I initially tried to line Break with the following, but no luck yet:
LINE_BREAKER = [A-Z]{3}\d{4}\d{2}\d{2}\d{6}
thanks
Interesting, so no clear reason why BE...
cheers
afx
Hi afx, i'm trying to re-write your props/transforms for the RSAU logs we get as this format is different to the SM19 ones. As you can see below we see some fields which we set to unknown. Have you managed to do something for RSAU.
Also your EXTRACT statements to get the dynamic subfields of the message field. Do you know which positions they are for the RSAU logs.
Could it be our RSAU logs are littered with too much garbage?

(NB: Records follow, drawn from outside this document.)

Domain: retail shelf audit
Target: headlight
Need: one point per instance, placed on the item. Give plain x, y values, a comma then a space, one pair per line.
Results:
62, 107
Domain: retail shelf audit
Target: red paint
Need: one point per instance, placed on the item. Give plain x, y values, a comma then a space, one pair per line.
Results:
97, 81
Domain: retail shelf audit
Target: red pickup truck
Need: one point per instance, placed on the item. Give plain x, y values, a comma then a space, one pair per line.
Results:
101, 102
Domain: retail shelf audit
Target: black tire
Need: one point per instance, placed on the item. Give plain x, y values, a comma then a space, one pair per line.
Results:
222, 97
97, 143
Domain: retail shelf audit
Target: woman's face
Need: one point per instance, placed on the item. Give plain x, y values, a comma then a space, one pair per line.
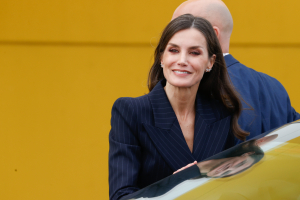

AU3|20200128|092758|00|19661|00010|Da|CSTS3PS2|FF_ACCBASIS1|DBACOCKPIT|SAPMSYST |800|1|DBACOCKPIT|CSTS3PS20
"message_id", AU3
"date", 20200128
"time", 092758
"dummy", 00
"process_id", 19661
"task", 00010
"proctype", Da
"term", CSTS3PS2
"user", FF_ACCBASIS1
"transaction", DBACOCKPIT
"app", SAPMSYST
"client", 800
"sglmode", 1
"message", DBACOCKPIT
"src" CSTS3PS20
AUW|20200205|000002|00|91753|00111|B6|000100000006|SAPSYS|00000008|RSBTCRTE|000000000009|RSBTCRTE|&009019A8A9C1C68EAE2D5AEFC55F369A4A89B74F648AAAA8DEE58BC0A6F9FAC4ED2D0035
"message_id", AUW
"date", 20200205
"time", 000002
"dummy", 00
"process_id", 91753
"task", 00111
"proctype", B6
"unknown1",000100000006
"app", SAPSYS
"unknown2", 00000008
"transaction", RSBTCRTE
"unknown3", 000000000009
"message", RSBTCRTE
"unknown3", &009019A8A9C1C68EAE2D5AEFC55F369A4A89B74F648AAAA8DEE58BC0A6F9FAC4ED2D0035
thanks
Ok, this is different...
When our systems where migrated, the audit log format stayed the same.
Is this a fresh system with 750 or a migrated one?
As I only have a few boxes, I do not have much systems to compare with.
Do you still have 200 Character records? Check with NotePad++ or similar.
The spare characters for the line break seem to be still there from your example, so if there is just a new lenght, that could be adjusted easily for a longer record length.